Cover Letters: Taking a Pay Cut

If you're OK with a pay cut, then say so and explain why.

by Donna Svei on August 12, 2013

A recent survey found that 68% of Americans would take a pay cut for more satisfying work and that almost 25% of workers would take a BIG pay cut. Even so, employers often balk at hiring people for less than they have been making because they fear they will leave when they find a better job.

But what if you’re really willing to make less? Then address the concern head on.

One of my clients is making a change to more rewarding work. The change will entail a big pay cut. I love the words she used to describe this in a recent cover letter to a hiring manager. Shared with her OK, here is the paragraph she used to address possible concerns about her pay:

I know that a move to [type of job] will mean a significant cut in pay for me, but I am now in a position where I don’t need to make as much money as a [current title] at [current company] makes. Rather, I’m looking to make the most of everything I’ve learned over the past X years by bringing it all together and applying it as a [title] in the [name] field.

Simple, direct, and honest. She shares that she can afford a pay cut and her motivation for taking the cut. As a recruiter, I find her explanation more than adequate.  Because of this, I wouldn’t consider pay a negative in recruiting her – as long as the new job fits the career change she wants to make.

Whether you’re making a voluntary or involuntary job change, if it clearly involves a pay cut, let recruiters and hiring managers know up front you’re OK with that and why you’re OK with that.

I write executive resumes and LinkedIn profiles. Save time. Get hired. Email me at donnasvei@gmail.com or call me at (208) 721-0131. 

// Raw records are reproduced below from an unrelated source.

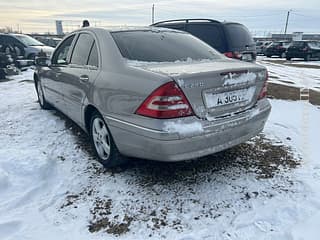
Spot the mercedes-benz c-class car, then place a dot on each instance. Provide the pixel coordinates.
(152, 93)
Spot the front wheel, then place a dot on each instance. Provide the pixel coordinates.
(102, 141)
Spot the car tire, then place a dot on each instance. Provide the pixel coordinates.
(41, 98)
(307, 57)
(103, 144)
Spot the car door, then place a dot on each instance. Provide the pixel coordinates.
(82, 71)
(53, 79)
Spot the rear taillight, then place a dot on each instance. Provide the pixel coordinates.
(167, 101)
(264, 90)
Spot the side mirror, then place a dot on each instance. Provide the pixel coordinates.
(42, 61)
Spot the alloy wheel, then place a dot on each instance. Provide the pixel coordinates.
(101, 138)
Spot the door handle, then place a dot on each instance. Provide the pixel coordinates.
(84, 78)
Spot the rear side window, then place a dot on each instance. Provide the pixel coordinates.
(164, 46)
(209, 33)
(93, 58)
(82, 49)
(238, 36)
(61, 54)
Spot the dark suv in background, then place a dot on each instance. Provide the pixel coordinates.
(277, 49)
(232, 39)
(304, 49)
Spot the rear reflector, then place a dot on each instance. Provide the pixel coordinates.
(167, 101)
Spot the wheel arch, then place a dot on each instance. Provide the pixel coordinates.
(88, 111)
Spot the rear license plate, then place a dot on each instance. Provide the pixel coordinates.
(247, 57)
(227, 98)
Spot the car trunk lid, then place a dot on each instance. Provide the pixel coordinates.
(216, 89)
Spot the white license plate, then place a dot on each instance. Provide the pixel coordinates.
(227, 98)
(247, 57)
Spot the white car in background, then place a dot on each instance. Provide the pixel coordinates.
(24, 45)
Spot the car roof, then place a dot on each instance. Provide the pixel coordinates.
(127, 29)
(185, 20)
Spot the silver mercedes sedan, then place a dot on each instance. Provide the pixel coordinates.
(152, 93)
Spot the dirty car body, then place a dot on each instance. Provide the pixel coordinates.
(163, 94)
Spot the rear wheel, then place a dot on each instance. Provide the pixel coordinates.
(41, 99)
(103, 144)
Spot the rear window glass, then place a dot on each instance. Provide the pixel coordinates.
(297, 44)
(209, 33)
(238, 36)
(162, 46)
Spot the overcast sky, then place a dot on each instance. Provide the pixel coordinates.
(260, 16)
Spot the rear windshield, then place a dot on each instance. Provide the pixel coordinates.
(238, 36)
(162, 46)
(314, 44)
(297, 44)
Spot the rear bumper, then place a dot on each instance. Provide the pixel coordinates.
(215, 136)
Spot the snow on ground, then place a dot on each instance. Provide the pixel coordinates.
(287, 73)
(52, 188)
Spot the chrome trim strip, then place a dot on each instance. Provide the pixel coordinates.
(135, 126)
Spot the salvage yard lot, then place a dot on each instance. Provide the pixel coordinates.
(52, 188)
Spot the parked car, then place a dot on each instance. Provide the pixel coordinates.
(261, 47)
(232, 39)
(278, 48)
(24, 45)
(304, 49)
(150, 93)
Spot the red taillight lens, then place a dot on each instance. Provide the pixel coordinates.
(167, 101)
(264, 90)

Image © kentoh – Fotolia.com

{ 2 comments… read them below or add one }

Diane August 13, 2013 at 11:25

What about cases in which the individual is over 50-55+, has had his/her position eliminated due to reduction in force and wants to heed the advice of being unemployed for as short a time as possible. If it’s the right job in the right organization and s/he can genuinely express enthusiasm and convey expertise that fits the employer’s needs, what could s/he write about salary if they are sincerely willing to take a pay cut? Willing is not the same as being happy or thrilled about it………

Hi Diane,

I think if someone’s willing, but not happy, to take a pay cut they might leave as soon as they find another position.

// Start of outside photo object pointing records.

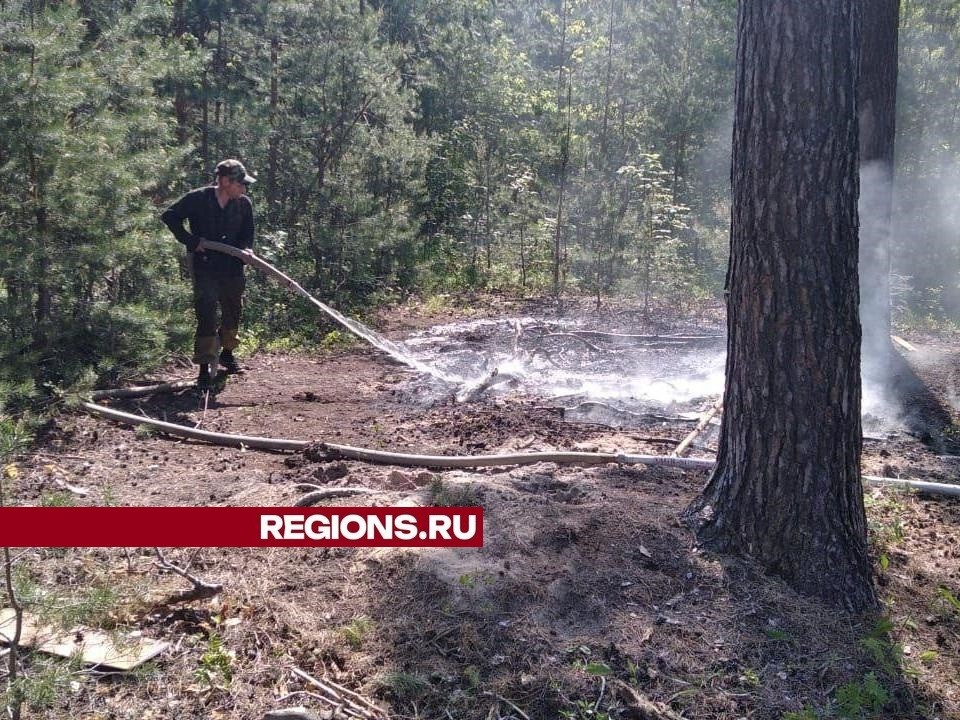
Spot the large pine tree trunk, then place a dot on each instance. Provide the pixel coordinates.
(786, 489)
(877, 98)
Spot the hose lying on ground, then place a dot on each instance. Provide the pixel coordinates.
(461, 461)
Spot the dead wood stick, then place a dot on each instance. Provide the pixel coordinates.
(682, 448)
(349, 697)
(312, 498)
(590, 345)
(639, 339)
(201, 589)
(590, 405)
(645, 708)
(467, 461)
(909, 347)
(494, 378)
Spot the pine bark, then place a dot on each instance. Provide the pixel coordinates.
(877, 99)
(786, 490)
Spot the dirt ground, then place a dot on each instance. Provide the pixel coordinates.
(588, 600)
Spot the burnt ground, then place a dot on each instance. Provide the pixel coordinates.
(588, 583)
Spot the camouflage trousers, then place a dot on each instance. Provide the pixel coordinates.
(216, 330)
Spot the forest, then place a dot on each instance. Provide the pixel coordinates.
(562, 235)
(402, 148)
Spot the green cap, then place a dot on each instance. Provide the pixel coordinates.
(234, 170)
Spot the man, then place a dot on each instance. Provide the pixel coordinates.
(223, 213)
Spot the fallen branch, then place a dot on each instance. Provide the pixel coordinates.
(466, 461)
(590, 346)
(903, 343)
(201, 590)
(355, 702)
(643, 707)
(341, 452)
(624, 339)
(682, 448)
(592, 407)
(494, 378)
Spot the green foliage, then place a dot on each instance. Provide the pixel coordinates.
(56, 499)
(406, 687)
(808, 713)
(15, 437)
(80, 275)
(216, 664)
(862, 699)
(356, 631)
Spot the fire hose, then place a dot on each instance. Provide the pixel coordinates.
(334, 451)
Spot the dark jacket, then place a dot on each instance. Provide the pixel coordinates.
(231, 225)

However, if that’s not the case, then say something like this:

“I know that a move to [type of job] will mean a significant cut in pay for me, but I am now in a position where I don’t need to make as much money as I made as a [former title] at [former company]. Rather, I want to work. I’m not a stay-at-home type of person. I have enjoyed just about every job I’ve ever had, at whatever level, and have always given my employers excellent performance in my responsibilities. In case you’re worried that I would come up to speed and then leave for a higher paying job, I’m willing to make a time commitment to your company if I come to work for you.”

I hope that’s helpful. It would get my attention in a good way.

Donna

Sid August 15, 2013 at 14:05

I think that the comments are not backed with any sound facts at all. If enough employees have a modest lifestyle and they have a mortgage (rent), car payment (lease) and fixed obligations and perhaps educational responsibilities, loses a position that pays those bills, then it would be very foolish for the employee to take a pay cut. This is bully tactics from an insensitive employer. That is certain failure for the employee and most probably for the employer in the long run. Bad Business! This is like a vendor selling a product for less than they pay for it. Thats good business? How long will it be before the entire economic structure collapses in failure?

Hi Sid,

I appreciate what you’re saying. Some people are blessed enough to earn enough that they determine what “enough” is for them in terms of financial income and security. If they’re willing to take a job they think will give them more non-financial fulfillment, that’s their decision to make.